Sex on legs. She has to fuck her boss, of course.   Every Tuesday afternoon she had the odious Jerry pumping away. I’ve told you Goodfellow can do physical – in this section she alternated between Jerry, gripping at her (imaginary) hips while thrusting into her from behind, and Carol, jerking forward spasmodically while bent forward with her hands on the floor. A tour de force for any actress, but Goodfellow also had to switch between Carol’s American accent and Jerry’s upper-class English drawl. That scene alone was worth the price of admission.    

The ban on smoking in public buildings applies universally of course, even to Anglo American Tobacco headquarters, and a lot of show is about how the company’s employees subvert the restriction – being a tobacco company, they assume that they are essentially above the law. Jerry the MD is certainly going to smoke just wherever he wants – and he insists that all his staff smoke their full quota of cigarettes every week.  The headquarters building has a Pocahontas Memorial Garden – you knew that Pocahontas was an Indian princess, of course, but did you know that she married a Virginian tobacco planter called John Rolfe, the first interracial marriage in North America?

It’s an interesting plot twist that the company staff revere the native American Pocahontas, but are prejudiced when they learn that Carol herself is a quarter Indian.   Her mother was half Pawnee, and she passed on a lot of her wisdom and folk-law to her daughter. Goodfellow plays the mother too, in yet another voice, dimly lit in a red light as she talks about Pawnee customs and their use of tobacco for ceremonial purposes.

Her mother impresses on Carol the importance of natural products, of using menstrual cloths – "to let the blood flow unhindered" instead of tampons. She is horrified that the European settlers took tobacco as a commercial product, for profit, when the native Pawnee used it as a ceremonial and religious sacrament. The Pawnee tribe are from Nebraska and the Great Plains, and their mythology allowed them to see themselves as ‘the children of the stars’.   Very New Age. The author neglected to mention that they also practiced child sacrifice.

Carol gets pregnant (by Jerry – Ugh!)    Suddenly she has greater responsibilities than merely consuming her weekly quota of tobacco. She stops smoking, deviant behaviour seriously threatening her position within the company – these people make North Korea look liberal – and she spends a lot of time curled up in an enormous leather armchair to one side of the stage. In a long, powerful segment near the end, Goodfellow wrapped the chair’s woollen throw around her head and upper body, like a cloak with a cowl, and standing on the chair, looming tall over the audience, she became the Spirit of Tobacco.

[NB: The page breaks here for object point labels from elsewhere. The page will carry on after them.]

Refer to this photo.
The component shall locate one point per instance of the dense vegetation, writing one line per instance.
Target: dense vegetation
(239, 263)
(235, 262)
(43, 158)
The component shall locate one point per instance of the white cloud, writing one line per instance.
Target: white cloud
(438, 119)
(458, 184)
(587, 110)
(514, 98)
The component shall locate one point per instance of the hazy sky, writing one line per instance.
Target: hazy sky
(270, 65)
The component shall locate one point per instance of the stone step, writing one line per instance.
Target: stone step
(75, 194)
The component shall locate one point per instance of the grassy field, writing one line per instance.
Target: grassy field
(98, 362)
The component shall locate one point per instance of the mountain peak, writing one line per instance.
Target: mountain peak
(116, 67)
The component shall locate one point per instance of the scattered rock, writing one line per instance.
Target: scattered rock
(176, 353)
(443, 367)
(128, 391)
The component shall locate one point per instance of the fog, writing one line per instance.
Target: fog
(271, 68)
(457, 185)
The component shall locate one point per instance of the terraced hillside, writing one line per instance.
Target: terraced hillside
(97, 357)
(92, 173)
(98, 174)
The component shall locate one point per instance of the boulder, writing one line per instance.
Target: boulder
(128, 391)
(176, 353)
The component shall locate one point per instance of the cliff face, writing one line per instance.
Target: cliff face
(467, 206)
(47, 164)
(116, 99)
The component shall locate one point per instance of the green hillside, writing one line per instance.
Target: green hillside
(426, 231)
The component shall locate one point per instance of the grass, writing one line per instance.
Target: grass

This was beautifully and movingly done; Goodfellow’s voice becoming deeper and her delivery slower, to a background of drumming and chanting – the sound swelling and fading as she intoned the words – accusing and warning us.   We have not had our lands stolen, we have not been herded into stinking reservations, we have not suffered the catastrophe of the Native Americans – but we believe that we are free, and this is our greatest disaster, to believe in our freedom in the face of the power of advertising, market forces and the multinational corporations. 

Strong stuff, working on many levels. It’s a naïve and simplistic take on some complex issues – but then a lot of the potency of great myths and traditions is that they are naive and simplistic. Therein lies their charm – and their power. As always with a Jonathan Brown piece, we were left with a lot to think about. My fellow audience members were still animatedly discussing the meaning of what they’d seen as they walked off into the night. We’d also experienced a tremendously versatile performance by an immensely talented actress. Kate Goodfellow brought the material to life brilliantly – I shall watch out for her in future productions.